Soon the elderly woman’s physician came in and in hushed tones gave the family an assessment of their mother’s condition. Judging from the wailing and cries of dismay and denial that greeted his report, the news wasn’t good. The doctor had apparently asked if the family would like a priest to administer last rites, because once he left one of the women began shouting at her unresponsive mother, “The doctor is sending Father in to see you. He’s going to say some prayers and he’ll make you ALL BETTER.” I was never happier for the curtain separating my space from theirs at that moment, because I was too tired to hide the expression on my face.

My duty nurse came in to change the dressing on my sutures. “How was your night?” she asked, and in response I grabbed her arm with the inhuman strength that comes to the truly desperate.

“You’ve got to get me a different room,” I told her. “I can’t stand it anymore. She babbled all night and I didn’t get more than fifteen minutes of sleep at a time.” Whispering through clenched teeth, I added, “And her family is driving me nuts. I feel like a freaking sideshow.”

The nurse looked past me at the gathering on the other side of the room. “You don’t look good,” she agreed. “I’ll have them move you to the first vacant room we get. Try to hold out until then.”

When the orderlies finally came three hours later to wheel my bed to my new room, I felt rather than saw the family watch me go. “What was her problem?” one of them asked, without even bothering to lower her voice. I didn’t hear the response. I didn’t care. I just wanted to be out of there.

As it was, the continuous disturbance hampered my recovery to the point where my oncologist delayed my discharge for two additional days.
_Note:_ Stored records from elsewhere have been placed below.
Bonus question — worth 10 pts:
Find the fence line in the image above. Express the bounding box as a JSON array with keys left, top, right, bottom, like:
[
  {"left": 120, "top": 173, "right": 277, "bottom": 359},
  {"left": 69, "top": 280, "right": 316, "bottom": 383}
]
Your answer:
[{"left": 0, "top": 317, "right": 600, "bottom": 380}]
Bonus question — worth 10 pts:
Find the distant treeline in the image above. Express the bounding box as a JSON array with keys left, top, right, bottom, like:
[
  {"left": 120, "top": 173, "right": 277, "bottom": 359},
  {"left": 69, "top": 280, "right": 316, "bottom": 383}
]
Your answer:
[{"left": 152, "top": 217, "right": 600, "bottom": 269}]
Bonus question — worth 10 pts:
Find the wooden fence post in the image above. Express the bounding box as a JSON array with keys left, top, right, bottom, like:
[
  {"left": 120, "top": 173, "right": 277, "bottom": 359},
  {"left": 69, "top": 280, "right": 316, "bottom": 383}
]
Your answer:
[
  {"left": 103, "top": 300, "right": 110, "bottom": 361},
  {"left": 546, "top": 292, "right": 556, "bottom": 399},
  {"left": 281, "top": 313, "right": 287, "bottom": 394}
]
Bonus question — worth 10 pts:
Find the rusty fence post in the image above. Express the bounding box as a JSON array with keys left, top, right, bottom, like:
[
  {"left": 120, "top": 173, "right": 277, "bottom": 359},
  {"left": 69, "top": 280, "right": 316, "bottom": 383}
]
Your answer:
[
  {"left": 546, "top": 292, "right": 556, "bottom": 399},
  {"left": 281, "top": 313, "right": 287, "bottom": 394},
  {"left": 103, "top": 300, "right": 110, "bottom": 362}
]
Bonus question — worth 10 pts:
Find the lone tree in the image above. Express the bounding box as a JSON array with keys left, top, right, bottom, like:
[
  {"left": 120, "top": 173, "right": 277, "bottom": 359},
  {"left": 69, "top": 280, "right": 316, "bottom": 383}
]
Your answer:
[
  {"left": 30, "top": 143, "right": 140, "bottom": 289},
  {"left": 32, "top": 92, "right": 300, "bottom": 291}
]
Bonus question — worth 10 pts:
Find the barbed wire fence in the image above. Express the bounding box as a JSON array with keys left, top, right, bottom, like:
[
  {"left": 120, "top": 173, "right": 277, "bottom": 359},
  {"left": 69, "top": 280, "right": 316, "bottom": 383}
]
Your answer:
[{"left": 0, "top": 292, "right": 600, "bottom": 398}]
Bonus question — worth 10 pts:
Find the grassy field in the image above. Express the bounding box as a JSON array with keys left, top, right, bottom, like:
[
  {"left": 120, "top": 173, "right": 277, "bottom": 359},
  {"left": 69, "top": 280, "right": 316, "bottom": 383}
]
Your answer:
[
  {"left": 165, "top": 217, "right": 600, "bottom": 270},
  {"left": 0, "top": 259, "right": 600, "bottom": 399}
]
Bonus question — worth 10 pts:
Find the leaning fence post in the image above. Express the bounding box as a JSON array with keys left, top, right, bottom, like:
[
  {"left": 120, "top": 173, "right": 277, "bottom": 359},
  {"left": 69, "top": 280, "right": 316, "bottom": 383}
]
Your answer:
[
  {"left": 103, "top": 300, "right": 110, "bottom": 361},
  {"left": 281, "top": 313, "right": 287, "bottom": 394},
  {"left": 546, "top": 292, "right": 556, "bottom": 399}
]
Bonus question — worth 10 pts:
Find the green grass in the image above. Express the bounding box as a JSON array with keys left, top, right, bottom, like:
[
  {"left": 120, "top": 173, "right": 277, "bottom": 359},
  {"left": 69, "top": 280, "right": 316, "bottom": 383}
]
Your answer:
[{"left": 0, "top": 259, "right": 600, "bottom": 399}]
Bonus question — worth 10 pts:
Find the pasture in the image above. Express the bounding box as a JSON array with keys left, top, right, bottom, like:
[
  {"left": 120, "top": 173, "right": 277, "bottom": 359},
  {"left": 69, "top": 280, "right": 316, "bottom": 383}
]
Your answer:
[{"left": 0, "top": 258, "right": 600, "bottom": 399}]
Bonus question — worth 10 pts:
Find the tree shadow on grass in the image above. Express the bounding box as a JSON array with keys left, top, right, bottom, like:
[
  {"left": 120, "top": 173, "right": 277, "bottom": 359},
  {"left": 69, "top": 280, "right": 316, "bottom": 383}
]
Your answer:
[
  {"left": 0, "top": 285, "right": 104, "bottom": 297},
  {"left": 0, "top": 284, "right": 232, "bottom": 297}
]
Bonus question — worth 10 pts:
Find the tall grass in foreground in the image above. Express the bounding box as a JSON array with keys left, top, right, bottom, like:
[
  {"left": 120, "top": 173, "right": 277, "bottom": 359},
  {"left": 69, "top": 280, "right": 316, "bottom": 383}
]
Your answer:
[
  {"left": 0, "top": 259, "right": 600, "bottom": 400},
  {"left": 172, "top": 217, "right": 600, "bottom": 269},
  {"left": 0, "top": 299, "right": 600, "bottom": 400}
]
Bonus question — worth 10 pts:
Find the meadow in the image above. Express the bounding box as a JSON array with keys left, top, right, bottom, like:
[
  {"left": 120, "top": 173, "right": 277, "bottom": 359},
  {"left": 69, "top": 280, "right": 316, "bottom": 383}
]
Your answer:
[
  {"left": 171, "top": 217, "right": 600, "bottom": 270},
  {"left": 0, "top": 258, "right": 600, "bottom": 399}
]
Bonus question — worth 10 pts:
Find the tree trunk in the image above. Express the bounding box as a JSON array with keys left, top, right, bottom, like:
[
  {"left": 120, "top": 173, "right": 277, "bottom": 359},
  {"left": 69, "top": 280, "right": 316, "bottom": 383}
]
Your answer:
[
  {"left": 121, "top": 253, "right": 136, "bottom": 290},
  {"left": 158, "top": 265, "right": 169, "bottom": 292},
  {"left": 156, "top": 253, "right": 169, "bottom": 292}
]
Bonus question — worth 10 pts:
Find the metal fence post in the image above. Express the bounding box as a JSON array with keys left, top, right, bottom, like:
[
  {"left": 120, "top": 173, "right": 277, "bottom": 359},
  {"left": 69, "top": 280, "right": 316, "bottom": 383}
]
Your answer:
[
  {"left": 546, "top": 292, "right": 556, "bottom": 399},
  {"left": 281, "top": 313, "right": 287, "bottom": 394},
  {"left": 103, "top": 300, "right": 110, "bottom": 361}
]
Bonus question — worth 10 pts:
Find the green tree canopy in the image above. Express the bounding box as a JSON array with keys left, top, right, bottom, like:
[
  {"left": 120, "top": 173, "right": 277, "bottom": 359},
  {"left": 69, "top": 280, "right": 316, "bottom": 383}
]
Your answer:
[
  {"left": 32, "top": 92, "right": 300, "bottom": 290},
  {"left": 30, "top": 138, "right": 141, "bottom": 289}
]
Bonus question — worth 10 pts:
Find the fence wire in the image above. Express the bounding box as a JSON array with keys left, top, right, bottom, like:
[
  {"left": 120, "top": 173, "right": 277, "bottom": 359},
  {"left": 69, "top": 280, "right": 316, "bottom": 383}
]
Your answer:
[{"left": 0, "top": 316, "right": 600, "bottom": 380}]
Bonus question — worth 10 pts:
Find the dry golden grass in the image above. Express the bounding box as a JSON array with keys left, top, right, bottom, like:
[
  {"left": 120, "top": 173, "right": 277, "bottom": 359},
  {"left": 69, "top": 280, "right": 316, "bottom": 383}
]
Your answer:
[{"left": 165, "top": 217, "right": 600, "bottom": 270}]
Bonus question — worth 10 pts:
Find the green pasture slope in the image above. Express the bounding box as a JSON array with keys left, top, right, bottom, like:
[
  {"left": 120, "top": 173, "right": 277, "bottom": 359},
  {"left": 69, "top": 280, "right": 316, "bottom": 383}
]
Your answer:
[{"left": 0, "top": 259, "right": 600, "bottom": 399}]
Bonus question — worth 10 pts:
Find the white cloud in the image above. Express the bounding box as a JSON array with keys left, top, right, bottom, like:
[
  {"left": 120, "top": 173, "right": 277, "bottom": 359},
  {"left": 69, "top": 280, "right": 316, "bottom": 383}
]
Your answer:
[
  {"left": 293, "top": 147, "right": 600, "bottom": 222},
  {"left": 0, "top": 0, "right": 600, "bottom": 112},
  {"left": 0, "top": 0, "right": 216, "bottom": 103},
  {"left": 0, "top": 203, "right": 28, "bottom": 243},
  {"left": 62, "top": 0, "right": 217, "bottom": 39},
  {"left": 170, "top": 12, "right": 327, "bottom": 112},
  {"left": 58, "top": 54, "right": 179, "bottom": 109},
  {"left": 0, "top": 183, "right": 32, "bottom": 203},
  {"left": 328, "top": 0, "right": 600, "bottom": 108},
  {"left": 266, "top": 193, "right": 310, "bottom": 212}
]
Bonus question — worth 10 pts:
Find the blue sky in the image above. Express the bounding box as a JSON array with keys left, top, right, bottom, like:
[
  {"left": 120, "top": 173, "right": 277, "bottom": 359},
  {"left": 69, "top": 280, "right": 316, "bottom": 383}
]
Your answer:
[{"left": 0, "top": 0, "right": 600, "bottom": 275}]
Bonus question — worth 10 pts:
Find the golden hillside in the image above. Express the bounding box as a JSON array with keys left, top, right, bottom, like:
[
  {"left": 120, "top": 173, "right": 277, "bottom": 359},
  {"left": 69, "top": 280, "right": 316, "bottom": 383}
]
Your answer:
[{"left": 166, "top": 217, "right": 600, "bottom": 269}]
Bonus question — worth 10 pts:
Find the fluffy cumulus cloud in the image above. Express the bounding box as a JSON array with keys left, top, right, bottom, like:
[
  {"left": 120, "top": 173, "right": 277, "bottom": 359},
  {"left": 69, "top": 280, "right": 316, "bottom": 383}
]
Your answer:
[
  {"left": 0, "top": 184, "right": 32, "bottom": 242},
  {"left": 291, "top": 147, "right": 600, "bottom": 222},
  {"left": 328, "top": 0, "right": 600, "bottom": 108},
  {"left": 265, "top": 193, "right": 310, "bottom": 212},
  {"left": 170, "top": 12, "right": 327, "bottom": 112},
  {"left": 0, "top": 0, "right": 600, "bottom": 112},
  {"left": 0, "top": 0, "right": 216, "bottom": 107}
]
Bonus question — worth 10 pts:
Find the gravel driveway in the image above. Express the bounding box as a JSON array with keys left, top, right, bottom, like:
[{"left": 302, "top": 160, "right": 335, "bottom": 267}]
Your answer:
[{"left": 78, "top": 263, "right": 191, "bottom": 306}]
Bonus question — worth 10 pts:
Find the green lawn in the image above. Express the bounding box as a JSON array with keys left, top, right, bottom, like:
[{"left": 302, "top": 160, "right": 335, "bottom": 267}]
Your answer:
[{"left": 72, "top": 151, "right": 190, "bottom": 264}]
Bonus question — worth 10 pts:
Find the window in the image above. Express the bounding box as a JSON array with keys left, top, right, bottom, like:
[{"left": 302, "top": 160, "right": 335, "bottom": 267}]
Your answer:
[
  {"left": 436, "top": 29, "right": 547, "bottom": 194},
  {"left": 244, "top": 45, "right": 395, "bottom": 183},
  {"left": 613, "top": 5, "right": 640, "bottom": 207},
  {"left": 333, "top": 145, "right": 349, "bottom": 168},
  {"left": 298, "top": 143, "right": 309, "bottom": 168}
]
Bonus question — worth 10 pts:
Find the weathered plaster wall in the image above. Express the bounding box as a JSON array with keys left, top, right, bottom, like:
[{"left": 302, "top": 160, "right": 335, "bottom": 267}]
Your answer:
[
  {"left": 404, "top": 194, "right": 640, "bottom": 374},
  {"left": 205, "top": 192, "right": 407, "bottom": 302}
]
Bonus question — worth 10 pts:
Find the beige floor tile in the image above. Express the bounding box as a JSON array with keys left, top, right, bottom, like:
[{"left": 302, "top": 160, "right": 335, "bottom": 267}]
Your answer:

When that afternoon finally arrived, I waited in a wheelchair in the holding area, dressed in the loose clothing I had been told to bring prior to my hospitalization, while my husband brought the car around to take me home. Suddenly, two of my former roommate’s family members rounded the corner to take seats against the opposite site of the lounge. The father recognized me first, and somehow managed a smile that was weary but genuine. “Going home?” he said.

I smiled back and nodded.

The daughter, a sullen woman in a pair of badly fitting stretch pants and a pullover tent top, gave me the once-over and then said in a flat, hostile voice, “You look good.”

I suppressed the urge to say, “No thanks to you or your sisters, you rude cow,” and instead smiled sweetly, viciously at her. “My oncologist told me that I’m probably cancer-free,” I said. If she resented my recovery that much, I would more than oblige her. Payback time.

Two days later, I saw the obituary. The old woman had died the night after I had been discharged. I remember being relieved I wasn’t there.